Neuroeconomics, also referred to as neuroeconomics, is a fairly new field within economics that is actually a blend between neuroscience, economics, and psychology. Neuroeconomics tries to establish the relationship between investors’ decision making and the physical functioning of the brain.
Researchers in this new field analyze the brain’s activity using MRI scans (looking at the chemical composition and blood flow). Neuroeconomics hopes to learn how the brain makes economic decisions. It is strongly related to behavioral finance.

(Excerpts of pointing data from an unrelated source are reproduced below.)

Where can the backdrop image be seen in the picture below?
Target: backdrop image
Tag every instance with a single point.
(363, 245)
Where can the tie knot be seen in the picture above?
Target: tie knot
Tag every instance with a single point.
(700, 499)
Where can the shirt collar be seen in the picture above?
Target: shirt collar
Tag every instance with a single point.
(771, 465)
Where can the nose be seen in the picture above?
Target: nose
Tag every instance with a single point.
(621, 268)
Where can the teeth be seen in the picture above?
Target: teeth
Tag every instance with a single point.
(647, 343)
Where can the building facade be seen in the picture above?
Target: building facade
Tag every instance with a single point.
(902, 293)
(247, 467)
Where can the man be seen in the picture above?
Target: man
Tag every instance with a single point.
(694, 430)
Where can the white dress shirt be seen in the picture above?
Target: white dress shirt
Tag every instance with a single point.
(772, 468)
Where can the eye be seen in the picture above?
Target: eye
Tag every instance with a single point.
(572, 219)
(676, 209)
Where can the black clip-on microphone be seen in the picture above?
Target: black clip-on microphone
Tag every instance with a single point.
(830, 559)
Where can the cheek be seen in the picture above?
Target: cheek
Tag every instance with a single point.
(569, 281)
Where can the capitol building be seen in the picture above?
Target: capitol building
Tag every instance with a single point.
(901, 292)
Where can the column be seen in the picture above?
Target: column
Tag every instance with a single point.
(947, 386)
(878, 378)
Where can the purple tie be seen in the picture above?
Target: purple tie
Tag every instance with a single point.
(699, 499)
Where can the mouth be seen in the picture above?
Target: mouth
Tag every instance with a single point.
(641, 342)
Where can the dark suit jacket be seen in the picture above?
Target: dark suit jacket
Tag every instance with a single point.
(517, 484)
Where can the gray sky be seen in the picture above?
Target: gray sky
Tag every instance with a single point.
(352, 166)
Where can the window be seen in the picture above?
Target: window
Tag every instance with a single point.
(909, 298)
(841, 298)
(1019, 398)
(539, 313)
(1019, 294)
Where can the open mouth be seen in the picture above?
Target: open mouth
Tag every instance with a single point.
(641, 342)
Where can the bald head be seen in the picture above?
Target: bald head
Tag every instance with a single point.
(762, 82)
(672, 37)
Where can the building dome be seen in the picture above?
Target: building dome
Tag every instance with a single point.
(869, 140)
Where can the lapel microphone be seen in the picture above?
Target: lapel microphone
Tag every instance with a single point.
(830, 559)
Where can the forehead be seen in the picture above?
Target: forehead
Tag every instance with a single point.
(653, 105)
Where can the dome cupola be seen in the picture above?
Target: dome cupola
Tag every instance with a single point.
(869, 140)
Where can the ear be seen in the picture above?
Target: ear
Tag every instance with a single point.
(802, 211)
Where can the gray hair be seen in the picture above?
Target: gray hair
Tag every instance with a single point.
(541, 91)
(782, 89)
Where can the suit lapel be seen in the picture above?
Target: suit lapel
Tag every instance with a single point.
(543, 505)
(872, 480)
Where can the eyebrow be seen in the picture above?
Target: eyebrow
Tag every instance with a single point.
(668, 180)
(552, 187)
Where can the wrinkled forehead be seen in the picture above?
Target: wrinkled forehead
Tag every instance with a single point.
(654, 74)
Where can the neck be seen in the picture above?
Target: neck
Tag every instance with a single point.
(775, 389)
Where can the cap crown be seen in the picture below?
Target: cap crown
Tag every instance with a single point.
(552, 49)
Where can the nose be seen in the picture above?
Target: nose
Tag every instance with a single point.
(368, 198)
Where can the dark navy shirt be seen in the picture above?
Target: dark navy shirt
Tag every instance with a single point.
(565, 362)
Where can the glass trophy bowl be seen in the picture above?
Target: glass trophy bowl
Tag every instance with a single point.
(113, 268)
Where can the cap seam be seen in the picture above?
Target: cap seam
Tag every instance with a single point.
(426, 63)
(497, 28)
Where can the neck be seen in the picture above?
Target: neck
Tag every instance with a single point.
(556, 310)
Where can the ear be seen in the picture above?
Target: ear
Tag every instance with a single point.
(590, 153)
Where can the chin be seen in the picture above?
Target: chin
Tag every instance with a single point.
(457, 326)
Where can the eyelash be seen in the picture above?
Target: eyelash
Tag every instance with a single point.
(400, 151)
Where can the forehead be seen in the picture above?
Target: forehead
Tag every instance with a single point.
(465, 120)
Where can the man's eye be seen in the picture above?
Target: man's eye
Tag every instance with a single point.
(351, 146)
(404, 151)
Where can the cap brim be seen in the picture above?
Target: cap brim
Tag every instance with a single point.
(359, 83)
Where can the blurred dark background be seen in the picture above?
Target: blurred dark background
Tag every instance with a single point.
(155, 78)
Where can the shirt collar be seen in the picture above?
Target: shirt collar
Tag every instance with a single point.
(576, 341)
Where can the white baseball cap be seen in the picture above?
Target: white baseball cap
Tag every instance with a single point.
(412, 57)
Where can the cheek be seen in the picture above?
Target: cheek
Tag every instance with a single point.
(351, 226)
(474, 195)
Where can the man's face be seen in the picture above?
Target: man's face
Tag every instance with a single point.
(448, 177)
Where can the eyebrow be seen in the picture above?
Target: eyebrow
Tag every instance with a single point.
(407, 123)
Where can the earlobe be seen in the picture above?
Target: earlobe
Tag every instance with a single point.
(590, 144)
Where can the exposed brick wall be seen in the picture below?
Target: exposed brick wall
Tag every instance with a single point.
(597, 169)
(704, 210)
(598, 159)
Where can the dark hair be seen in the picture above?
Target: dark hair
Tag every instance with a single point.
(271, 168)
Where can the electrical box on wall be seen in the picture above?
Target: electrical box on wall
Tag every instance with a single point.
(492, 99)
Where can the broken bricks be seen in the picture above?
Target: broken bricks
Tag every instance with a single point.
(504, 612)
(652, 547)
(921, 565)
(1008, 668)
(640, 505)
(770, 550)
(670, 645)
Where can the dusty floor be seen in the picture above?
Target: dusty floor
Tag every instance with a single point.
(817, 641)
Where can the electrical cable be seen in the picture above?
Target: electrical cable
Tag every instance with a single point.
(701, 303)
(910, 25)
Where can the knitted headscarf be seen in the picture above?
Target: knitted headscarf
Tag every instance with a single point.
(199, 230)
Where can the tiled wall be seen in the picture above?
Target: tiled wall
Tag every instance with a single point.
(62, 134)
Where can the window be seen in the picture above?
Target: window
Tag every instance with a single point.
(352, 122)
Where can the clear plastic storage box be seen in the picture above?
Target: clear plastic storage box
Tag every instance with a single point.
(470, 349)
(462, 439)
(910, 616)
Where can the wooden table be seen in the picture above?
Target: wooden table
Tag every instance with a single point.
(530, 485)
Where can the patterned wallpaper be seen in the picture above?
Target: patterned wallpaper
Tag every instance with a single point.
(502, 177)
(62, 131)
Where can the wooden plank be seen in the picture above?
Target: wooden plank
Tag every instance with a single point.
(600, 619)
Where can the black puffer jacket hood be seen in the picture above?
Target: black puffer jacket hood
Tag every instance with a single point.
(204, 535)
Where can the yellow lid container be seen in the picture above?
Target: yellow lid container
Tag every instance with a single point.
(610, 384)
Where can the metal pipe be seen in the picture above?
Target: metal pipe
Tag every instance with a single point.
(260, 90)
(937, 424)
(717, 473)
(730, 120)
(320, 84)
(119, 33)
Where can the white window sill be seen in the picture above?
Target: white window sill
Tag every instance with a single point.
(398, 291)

On this page, we discuss some of the findings within the field of neuronomics. We should note that so far, results from neuronomics have not yet had a big impact on economic theory.
Neuronomics studies examples
Many studies in neuronomics study the impact serotonin and dopamine may have on investors’ behavior. In particular, it could be that these explain some behavior biases exhibited by investors.
- Lower levels of serotonin have been linked to anxiety, irritability, depression, and impulsive behavior. Serotonin may influence loss aversion and increased risk-taking following losses
- Increased levels of dopamine create feelings of euphoria. The anticipation of most kinds of rewards trigger the production of dopamine. Failure may lead to reduced production of dopamine, which may result in a depressed state of mind.
- Another aspect in neuronomics is the anatomy of the brain. One part of the brain, the amygdala, is responsible for causing pleasure, fear, and panic. It may be responsible for fight-or-flight responses among investors (e.g. panic selling).
The above bullet list is only a small part of the growing field of neuroeconomics. The common thread is that they start from other fields of science to try and explain humans’ decision making.
Neuronomics or neuroeconomics analyzes the impact of how the brain works on investors’ behavior. While no major breakthroughs have yet been made, it is an emerging field whose impact may lie in the future.